Brianna begutachtete das Bein seines Pferdes. »Der Schnitt sieht sauber aus.«

»Ich habe ihn gleich nach unserer Ankunft gesäubert«, versicherte er ihr.

»Eine Salbe aus Bryonia wird helfen. Ich habe immer einen großen Tiegel hier im Stall vorrätig.« Sie nahm das Gefäß vom Wandbrett und trug die Salbe auf den Schnitt auf, während Lincoln Robert das Bein des Pferdes festhielt. »Die Salbe verhindert, dass die Wunde sich entzündet. Such dir eines der Warwick-Pferde aus. Dein Tier dürfte in ein paar Tagen wieder gut laufen können.«

Wenig später ging es Seite an Seite in lockerem Trab und unter angeregtem Geplauder dahin. Lincoln Robert erwähnte, dass er seine Mutter zu einem Besuch bei ihrer Familie nach Schottland begleiten wolle. »Unsere Pläne sind noch nicht fix, da ich aber dort geboren bin, möchte ich als waschechter Schotte einmal meine Heimat sehen.«

Brianna warf einen Seitenblick auf seine goldbraune Mähne und die grünen Augen. »Für mich siehst du eher wie ein Luchs aus«, neckte sie ihn.

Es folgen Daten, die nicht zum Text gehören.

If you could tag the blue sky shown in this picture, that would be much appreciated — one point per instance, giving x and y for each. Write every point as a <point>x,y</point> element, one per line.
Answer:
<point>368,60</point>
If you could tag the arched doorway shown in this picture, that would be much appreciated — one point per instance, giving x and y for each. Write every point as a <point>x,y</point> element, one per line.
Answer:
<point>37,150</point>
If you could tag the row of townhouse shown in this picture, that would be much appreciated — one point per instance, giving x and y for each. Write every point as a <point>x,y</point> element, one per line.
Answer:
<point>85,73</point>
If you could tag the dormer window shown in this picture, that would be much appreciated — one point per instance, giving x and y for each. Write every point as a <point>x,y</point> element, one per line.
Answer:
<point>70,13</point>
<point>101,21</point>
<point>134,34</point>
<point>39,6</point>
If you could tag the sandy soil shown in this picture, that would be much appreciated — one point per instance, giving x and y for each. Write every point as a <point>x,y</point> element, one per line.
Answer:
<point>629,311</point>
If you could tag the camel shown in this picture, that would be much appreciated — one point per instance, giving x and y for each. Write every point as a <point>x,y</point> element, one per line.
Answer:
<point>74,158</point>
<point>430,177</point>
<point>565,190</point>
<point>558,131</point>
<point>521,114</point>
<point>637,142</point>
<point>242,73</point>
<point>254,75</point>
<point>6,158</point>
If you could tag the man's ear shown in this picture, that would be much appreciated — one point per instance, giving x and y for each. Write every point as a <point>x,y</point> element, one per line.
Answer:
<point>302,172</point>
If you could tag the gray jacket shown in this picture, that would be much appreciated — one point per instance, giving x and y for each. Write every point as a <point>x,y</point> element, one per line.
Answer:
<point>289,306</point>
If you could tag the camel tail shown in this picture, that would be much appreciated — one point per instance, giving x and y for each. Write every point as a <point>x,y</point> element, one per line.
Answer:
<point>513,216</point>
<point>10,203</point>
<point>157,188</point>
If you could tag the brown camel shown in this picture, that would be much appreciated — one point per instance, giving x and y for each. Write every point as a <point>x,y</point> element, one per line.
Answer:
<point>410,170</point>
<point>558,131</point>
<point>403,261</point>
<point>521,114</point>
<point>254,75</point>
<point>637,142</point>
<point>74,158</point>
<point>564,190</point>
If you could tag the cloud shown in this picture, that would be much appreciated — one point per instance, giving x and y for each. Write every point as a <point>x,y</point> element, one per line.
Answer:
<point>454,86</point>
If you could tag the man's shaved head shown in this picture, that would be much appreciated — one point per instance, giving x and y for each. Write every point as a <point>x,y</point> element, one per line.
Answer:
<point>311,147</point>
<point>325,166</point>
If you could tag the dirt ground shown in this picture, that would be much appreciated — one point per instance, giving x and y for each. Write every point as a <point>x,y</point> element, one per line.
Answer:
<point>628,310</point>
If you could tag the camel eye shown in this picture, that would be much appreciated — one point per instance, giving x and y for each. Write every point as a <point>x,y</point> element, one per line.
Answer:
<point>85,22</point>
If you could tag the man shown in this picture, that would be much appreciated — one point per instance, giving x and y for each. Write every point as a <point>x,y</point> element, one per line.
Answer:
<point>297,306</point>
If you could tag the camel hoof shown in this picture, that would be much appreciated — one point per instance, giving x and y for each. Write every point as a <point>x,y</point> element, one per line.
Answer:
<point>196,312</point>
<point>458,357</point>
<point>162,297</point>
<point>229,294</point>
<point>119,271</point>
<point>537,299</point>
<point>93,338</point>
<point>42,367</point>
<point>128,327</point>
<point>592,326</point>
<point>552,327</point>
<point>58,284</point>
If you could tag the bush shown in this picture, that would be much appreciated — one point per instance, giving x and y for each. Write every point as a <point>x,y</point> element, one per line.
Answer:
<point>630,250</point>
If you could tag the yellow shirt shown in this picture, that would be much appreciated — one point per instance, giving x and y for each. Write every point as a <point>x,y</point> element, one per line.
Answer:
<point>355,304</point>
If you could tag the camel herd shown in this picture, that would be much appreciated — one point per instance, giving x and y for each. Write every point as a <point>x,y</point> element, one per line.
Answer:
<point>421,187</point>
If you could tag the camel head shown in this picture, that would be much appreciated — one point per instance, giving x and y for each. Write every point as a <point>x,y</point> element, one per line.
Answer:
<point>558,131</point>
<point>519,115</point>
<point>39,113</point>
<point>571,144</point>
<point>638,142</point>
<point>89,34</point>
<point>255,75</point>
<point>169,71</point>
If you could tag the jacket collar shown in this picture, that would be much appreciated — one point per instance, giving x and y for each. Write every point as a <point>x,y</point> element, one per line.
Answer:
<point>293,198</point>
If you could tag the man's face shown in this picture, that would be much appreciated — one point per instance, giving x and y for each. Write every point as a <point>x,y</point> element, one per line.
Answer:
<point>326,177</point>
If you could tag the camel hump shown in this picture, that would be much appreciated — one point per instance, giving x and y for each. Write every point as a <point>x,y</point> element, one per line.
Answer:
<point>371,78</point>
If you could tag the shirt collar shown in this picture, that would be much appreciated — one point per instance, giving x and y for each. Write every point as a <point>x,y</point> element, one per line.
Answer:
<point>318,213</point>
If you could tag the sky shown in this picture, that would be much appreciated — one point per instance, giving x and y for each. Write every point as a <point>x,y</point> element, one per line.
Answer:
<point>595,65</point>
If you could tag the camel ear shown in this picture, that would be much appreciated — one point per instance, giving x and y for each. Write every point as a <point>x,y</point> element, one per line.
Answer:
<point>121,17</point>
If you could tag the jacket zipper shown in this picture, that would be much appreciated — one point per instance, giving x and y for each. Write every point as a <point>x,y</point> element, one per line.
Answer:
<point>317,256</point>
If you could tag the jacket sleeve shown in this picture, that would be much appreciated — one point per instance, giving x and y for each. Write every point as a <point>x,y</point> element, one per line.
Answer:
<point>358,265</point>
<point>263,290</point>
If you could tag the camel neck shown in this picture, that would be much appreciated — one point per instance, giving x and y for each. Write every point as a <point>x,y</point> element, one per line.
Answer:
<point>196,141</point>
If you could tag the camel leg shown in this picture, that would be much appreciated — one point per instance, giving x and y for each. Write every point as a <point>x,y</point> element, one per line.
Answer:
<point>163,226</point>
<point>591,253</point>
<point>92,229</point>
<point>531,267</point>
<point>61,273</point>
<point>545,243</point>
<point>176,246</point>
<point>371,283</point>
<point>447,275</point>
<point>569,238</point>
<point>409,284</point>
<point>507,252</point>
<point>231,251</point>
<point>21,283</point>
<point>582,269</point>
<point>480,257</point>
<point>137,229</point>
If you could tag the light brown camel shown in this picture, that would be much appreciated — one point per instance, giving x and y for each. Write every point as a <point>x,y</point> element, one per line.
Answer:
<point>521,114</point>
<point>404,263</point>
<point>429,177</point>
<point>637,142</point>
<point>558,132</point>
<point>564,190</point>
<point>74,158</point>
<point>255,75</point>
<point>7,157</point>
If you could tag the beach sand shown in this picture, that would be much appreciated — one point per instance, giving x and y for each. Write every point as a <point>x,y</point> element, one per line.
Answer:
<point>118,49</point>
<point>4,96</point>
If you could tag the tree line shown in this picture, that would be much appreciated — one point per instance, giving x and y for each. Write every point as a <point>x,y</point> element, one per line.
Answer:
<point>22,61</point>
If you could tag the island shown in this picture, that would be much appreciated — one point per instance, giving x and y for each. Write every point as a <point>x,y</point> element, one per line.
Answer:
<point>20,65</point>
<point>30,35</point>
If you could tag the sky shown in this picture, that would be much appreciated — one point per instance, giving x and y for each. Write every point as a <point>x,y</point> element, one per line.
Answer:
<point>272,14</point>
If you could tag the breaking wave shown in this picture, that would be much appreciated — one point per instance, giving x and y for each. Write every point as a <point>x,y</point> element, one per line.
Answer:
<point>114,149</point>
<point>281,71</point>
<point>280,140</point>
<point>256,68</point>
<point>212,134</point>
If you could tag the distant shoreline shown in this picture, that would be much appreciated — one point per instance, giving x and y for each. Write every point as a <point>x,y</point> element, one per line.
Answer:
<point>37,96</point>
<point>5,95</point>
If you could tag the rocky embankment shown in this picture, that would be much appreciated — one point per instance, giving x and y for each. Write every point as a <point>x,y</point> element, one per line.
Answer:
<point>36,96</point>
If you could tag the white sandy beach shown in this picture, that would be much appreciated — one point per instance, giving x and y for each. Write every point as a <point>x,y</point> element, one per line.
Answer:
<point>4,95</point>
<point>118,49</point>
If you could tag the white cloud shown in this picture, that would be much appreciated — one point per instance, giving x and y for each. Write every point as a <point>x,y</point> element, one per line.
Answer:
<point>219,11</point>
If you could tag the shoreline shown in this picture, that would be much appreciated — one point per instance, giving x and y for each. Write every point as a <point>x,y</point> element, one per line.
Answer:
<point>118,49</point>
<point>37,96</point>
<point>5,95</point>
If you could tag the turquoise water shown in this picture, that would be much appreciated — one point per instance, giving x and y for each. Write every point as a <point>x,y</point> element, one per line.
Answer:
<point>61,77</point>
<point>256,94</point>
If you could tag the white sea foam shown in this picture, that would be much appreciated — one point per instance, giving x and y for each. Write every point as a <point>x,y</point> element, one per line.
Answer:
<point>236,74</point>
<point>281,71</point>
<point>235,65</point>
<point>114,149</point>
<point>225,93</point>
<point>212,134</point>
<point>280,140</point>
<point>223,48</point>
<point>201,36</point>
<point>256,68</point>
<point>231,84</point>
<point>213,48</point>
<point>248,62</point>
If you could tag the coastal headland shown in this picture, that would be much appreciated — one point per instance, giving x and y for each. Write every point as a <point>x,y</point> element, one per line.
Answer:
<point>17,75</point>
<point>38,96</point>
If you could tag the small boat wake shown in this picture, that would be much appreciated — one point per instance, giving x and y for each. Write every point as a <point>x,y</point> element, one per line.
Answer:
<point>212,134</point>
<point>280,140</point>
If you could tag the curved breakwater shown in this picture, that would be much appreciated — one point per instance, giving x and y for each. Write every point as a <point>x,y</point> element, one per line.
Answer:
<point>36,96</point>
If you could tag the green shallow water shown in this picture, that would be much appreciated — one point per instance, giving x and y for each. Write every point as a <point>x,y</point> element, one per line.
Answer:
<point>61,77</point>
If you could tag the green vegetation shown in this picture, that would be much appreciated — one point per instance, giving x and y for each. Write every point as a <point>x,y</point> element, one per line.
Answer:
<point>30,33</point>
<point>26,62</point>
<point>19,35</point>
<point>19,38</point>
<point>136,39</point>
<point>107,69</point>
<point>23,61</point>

Er lachte. »Der Fluch der de Warenne!«

»Ich würde auch zu gern Schottland besuchen. Meine Mutter verbrachte dort fast so viel Zeit wie dein Vater. Es wäre ein großes Abenteuer.«

»Im Moment ist es nur Gerede, falls sie sich aber dazu entschließen sollte, werde ich vorschlagen, dass du mitkommst. Mutter würde dich sicher gern dabeihaben.«

»Danke, Lincoln. Ich bewundere Tante Jane. Sie ist so lieb, sanft und von ruhiger Gemütsart, ganz im Gegensatz zu meiner Mutter und mir.«

»Ich bewundere feuriges Temperament.«

Brianna lachte bedauernd. »Von Mutter habe ich zwar mein Temperament, leider aber nicht ihr silbriges Haar.«

»Dein Haar ist wunderschön. In der Morgensonne leuchtet es wie flüssiges rotes Gold.«

»Schluss jetzt! Du wirst mir noch den Kopf verdrehen. Erst gestern wurde ich beschuldigt, eitel und verwöhnt zu sein. Los, zurück geht es um die Wette!«

Kopf an Kopf ging es im Galopp zurück nach Hause. Dank ihres geringen Gewichts und ihres reiterlichen Könnens erreichte Brianna knapp vor Lincoln den Burghof. Dort wimmelte es vor Männern, die ihre Pferde aufzäumten, und als sie unter ihnen Wolf Mortimer sah, hob sie mit Absicht ihr Gesicht Lincoln Robert entgegen und schenkte ihm ein strahlendes Lächeln. »Wie galant du bist. Du hast mich gewinnen lassen.«

Er saß wie der Blitz ab und trat an ihre Seite. Sie glitt in seine ausgestreckten Arme, wobei sie ihre Unterröcke und ihre hohen schwarzen Reitstiefel sehen ließ.

Warwick kam in Begleitung seines Schwagers de Warenne. Lynx streckte seine große Hand aus und zerzauste Briannas Haar. »Na, wie geht es meinem Teufelsbraten?«, neckte er sie.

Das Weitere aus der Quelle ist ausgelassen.